Lisp, acting as a powerful programming language and metalanguage that is able to present its own theory, is an example of real computer science. If you learn it and other similar things, you can think more deeply and be more responsible for your own destiny than if you just learned to program in Fortran or its modern equivalents (... so you can get closer to programmers!).
You will learn a lot more about the special types of design that are needed in computing (for example, it is usually not appreciated when computing often requires going beyond the computing environment: one of the special characteristics of stored software computing is that it’s not just material for the program, but stuff for a brand new computer).
Another reason for choosing Perlis's definition is that, on the whole, the calculation is much more connected with the creation of many types of systems than with algorithms, “structure data”, or even programming as such. For example, a computer is a system, computing is a system, a local area network and the Internet are systems, and most programs should be better systems than they are (the old programming style lasted from the 50s until the moment that it seems that programming should be like that - there is nothing further from the truth).

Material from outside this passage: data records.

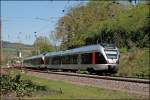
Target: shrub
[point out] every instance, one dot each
(19, 86)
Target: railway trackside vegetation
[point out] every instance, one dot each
(72, 91)
(31, 87)
(134, 63)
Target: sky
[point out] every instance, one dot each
(21, 19)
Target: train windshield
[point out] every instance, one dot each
(111, 54)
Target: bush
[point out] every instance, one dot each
(19, 86)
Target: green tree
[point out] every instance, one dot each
(42, 45)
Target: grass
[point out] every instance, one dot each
(73, 91)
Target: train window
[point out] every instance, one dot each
(100, 58)
(86, 58)
(56, 60)
(48, 60)
(73, 59)
(66, 59)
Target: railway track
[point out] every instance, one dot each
(134, 80)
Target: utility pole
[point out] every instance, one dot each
(36, 47)
(1, 50)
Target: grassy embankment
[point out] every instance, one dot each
(134, 63)
(72, 91)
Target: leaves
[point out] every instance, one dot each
(100, 20)
(42, 45)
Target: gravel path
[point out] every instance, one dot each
(138, 88)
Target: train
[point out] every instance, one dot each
(98, 58)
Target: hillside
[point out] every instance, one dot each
(6, 44)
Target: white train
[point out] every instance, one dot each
(93, 58)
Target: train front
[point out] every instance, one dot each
(112, 57)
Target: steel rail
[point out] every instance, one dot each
(134, 80)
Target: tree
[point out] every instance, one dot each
(42, 45)
(105, 21)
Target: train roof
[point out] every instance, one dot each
(33, 57)
(82, 49)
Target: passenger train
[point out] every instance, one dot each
(97, 58)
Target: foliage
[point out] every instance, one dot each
(42, 45)
(105, 21)
(134, 63)
(75, 91)
(19, 86)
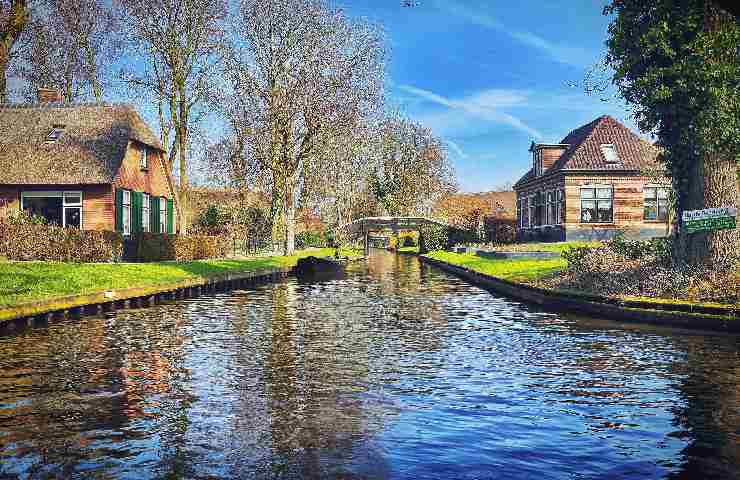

The Internet is a good example - unlike most programs these days, the Internet does not need to be stopped to repair or improve something - it looks more like a biological system - in our intention, than what most people consider a computer system. And it is much more scalable and reliable than almost all software systems that exist today. This is really worth considering before teaching beginners in programming not so powerful concepts!
So, what we need to do in the first year of Computer Science is to take into account what specifically students can do at the very beginning, and then try to stay within their “cognitive load” to help them get to what is really important . It is very important to “stay real” and find ways that are intellectually honest and suitable for those who are just starting to learn. (Please don't teach bad ideas just because they seem a little simpler - a lot of bad ideas are actually simpler!).
Students should start by creating something that has the many important characteristics that I discussed here. It should be a system of several dynamically interacting parts and so on. A good way to decide which programming language to use is to simply do something that has thousands of interacting parts! If not, then you should find one. The worst thing that can be done is to put students on the path of fluency too weak, which would greatly limit large-scale ideas. It just kills them - and we want to grow them, not kill.